Vous revenez sur un évènement parlementaire…

Qui n’a pas eu l’écho mérité… La semaine dernière, le Groupe EM, avec la gauche, et sur une proposition du petit groupe des députés dissidents ex-marconiste de Mathieu Orphelin ont adopté un texte contre l’avis d’Emmanuel Macron. C’est un évènement, un vote d’émancipation des marcheurs par rapport à un pouvoir exécutif qui ne tient pas sa promesse de renouvellement de la façon de faire de la politique. Sur le fond, il s’agit de repousser la limite au-delà de laquelle il n’est plus possible d’avorter de 12 à 14 semaines. C’est une mesure sociale parce que les délais d’attente pour un avortement sont longs, et souvent les femmes les plus démunies n’ont pas la possibilité de bénéficier d’y recourir à temps.

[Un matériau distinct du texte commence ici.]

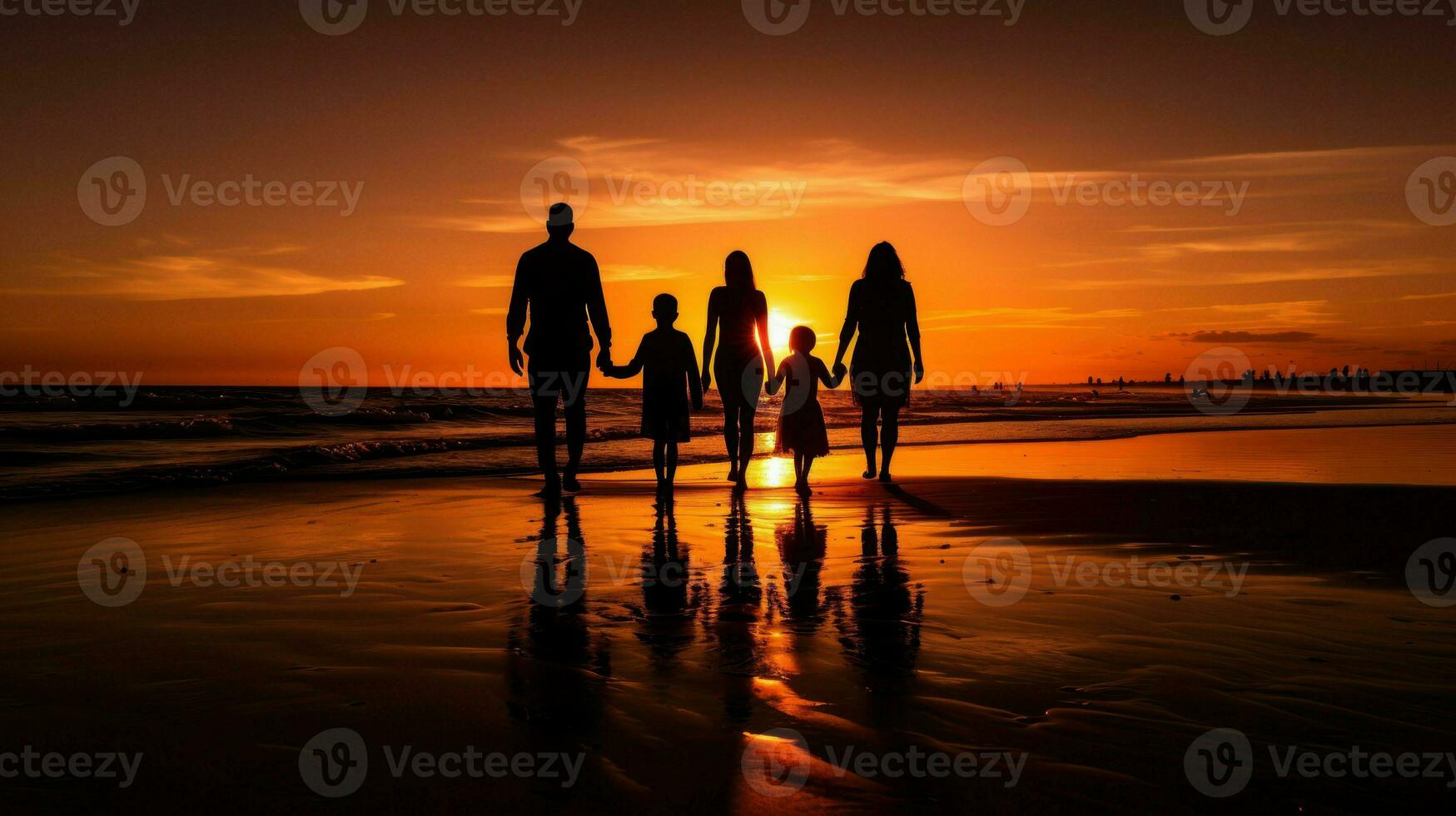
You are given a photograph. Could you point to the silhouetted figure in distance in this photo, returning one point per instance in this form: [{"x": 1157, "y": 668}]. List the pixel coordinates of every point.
[
  {"x": 882, "y": 309},
  {"x": 668, "y": 384},
  {"x": 740, "y": 314},
  {"x": 559, "y": 285}
]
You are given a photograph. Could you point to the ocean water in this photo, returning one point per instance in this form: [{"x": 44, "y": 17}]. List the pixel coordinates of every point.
[{"x": 190, "y": 436}]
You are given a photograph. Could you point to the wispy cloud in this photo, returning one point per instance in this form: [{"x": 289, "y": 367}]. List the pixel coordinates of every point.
[
  {"x": 1287, "y": 314},
  {"x": 635, "y": 182},
  {"x": 1230, "y": 337},
  {"x": 191, "y": 276},
  {"x": 1006, "y": 318}
]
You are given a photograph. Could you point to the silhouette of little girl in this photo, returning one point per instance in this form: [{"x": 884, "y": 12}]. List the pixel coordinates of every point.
[{"x": 801, "y": 420}]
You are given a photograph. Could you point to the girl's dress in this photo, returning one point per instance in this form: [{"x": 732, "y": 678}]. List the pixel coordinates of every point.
[{"x": 801, "y": 421}]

A l’occasion de ce que l’on appelle un niche parlementaire, c’est-à-dire, d’une courte période de temps pendant laquelle un groupe parlementaire à la possibilité, de proposer des lois, le groupe Ecologie, Démocratie, solidarité, donc (composé essentiellement de transfuges d’EM) met aux vois l’allongement de la limite à 14 semaines. Après des débats très durs avec la droite, la gauche et une majorité de marcheurs adoptent le texte en première lecture. Entre temps en conseil des ministres, Emmanuel Macron avait exprimé très clairement (mais pas publiquement) son opposition au texte, sur la forme (ce n’est pas le moment, il faut un vrai débat) sur le fond : le président avait lu avec intérêt une tribune d’obstétriciens qui alertaient sur l’évolution d’un fœtus entre 12 et 14 semaines. 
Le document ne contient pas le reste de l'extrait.